# Elecric charge and electric field

1. Aug 24, 2005

### jena

Hi,

My problem is:

An electron( mass m=9.11 x 10^-31 kg) is accelerated in the uniform field E( E=1.45 x 10^4 N/C) between two parallel charged plates. The seperation of the plates is 1.10 cm. The electron is accelerated from rest near the negative plate and passes through a tiny hole in the positive plate. With what speed does it leave the hole?

Work

m=9.11 x 10^-31 kg
E=1.45 x 10^4 N/C
distance= 1.10 x 10^.2 m
q= -1.6 x 10^-19 C

qE(s) = ½ mv^2 - ½ mv^2

-1.6 x 10^-19 C= ½ (9.0 x 10^-31 kg)(v)^2

solve for v

v=7.14 x10^-7 m/s

Is this the correct way of approaching the problem, or answer?

Thank You

Last edited: Aug 25, 2005
2. Aug 24, 2005

### whozum

Energy is the correct method, but you made an error in your calculation.

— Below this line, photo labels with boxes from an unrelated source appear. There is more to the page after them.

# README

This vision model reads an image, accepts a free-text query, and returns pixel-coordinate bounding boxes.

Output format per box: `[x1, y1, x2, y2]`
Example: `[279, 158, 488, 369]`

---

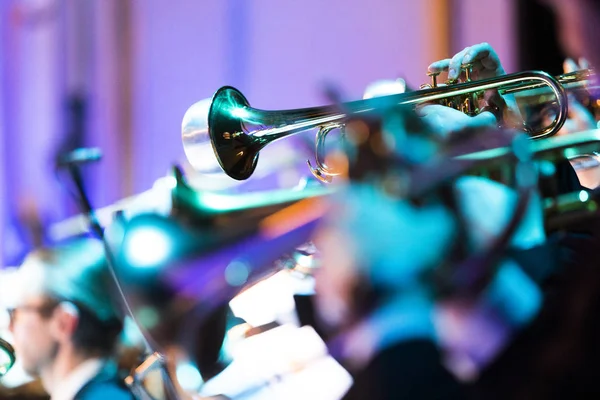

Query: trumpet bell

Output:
[182, 86, 260, 180]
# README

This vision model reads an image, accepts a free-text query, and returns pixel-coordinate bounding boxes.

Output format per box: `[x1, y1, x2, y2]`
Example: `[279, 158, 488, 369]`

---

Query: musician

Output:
[430, 36, 600, 398]
[9, 239, 133, 400]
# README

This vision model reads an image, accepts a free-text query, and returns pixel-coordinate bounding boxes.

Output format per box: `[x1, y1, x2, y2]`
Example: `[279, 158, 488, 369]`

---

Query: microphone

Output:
[56, 147, 102, 168]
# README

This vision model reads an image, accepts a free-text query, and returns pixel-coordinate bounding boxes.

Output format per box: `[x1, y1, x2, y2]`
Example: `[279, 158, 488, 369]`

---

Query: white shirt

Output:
[50, 358, 104, 400]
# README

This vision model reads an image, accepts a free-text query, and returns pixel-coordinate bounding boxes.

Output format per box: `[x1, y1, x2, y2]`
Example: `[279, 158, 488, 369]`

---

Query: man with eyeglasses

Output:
[4, 239, 133, 400]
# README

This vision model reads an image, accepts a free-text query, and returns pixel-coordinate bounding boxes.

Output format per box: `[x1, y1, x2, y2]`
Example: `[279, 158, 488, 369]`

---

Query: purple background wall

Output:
[0, 0, 516, 264]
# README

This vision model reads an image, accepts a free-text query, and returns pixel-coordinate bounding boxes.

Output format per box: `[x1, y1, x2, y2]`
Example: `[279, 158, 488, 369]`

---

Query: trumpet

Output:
[182, 65, 567, 182]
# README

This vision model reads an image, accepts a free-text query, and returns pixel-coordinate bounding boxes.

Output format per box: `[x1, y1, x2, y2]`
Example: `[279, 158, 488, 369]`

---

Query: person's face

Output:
[10, 296, 58, 376]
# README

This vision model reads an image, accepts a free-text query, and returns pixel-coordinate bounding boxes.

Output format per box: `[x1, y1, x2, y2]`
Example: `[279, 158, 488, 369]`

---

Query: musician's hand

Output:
[417, 104, 498, 137]
[563, 57, 590, 74]
[428, 43, 506, 80]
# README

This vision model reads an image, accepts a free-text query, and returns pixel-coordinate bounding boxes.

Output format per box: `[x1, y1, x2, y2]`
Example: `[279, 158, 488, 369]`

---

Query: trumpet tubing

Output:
[182, 71, 567, 181]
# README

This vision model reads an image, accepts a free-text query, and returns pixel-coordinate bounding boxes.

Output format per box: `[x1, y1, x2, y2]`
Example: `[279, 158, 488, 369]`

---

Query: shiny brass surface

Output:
[0, 339, 15, 378]
[182, 71, 567, 180]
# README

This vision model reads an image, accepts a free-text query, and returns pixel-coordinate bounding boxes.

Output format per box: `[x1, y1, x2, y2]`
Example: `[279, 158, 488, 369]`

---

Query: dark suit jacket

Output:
[74, 363, 134, 400]
[344, 339, 466, 400]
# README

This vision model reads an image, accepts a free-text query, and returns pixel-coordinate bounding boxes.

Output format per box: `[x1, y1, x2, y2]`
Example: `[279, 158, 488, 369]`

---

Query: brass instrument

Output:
[182, 65, 567, 182]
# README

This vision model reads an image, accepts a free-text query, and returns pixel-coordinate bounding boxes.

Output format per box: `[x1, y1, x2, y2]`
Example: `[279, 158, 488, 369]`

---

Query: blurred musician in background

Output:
[7, 239, 133, 400]
[414, 5, 600, 398]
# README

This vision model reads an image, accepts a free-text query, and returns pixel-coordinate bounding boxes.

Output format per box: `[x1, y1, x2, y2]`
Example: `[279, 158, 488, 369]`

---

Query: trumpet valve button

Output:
[427, 72, 440, 88]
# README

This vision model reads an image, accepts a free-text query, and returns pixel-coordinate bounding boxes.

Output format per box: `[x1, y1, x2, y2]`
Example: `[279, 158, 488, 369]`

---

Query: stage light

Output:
[125, 226, 173, 268]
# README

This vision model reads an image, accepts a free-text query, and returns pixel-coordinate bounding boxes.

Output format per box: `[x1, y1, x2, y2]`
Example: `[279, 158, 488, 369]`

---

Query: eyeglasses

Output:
[6, 301, 60, 324]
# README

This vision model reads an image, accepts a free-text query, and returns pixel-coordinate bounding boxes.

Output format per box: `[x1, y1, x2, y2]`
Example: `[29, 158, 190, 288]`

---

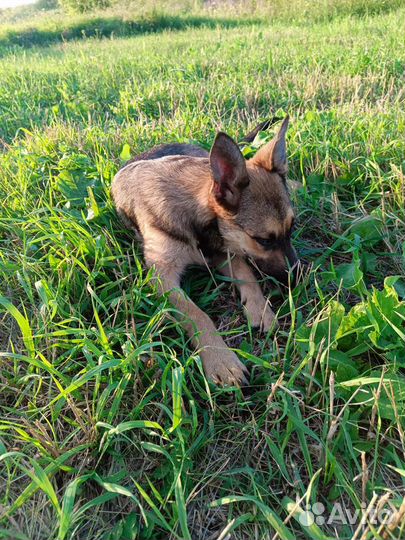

The electron goes through the E field acquiring kinetic energy equal to the loss in potential energy. Its total potential energy is given by $PE = qE\Delta x$, with delta x being the separation of the two plates. Since it starts at rest and experiences no other forces, the final kinetic energy will be equal the initial potential energy.

$$\frac{1}{2}mv^2 = qE\Delta x$$

You seem to have equated the charge with the final kinetic energy on the step before "solve for v".

3. Aug 25, 2005

### FluxCapacitator

A funnier way of writing the potential energy of an electric field:
QED

4. Aug 25, 2005

### jena

Hi,

Whozum said that I should use this equation:
$$\frac{1}{2}mv^2 = qE\Delta x$$

So all I would have to do is plug everything in right?

My work

(1/2)(9.11 x 10 ^31)V^2=(1.6 x 10 ^-19)(1.45 X 10^4)(.11)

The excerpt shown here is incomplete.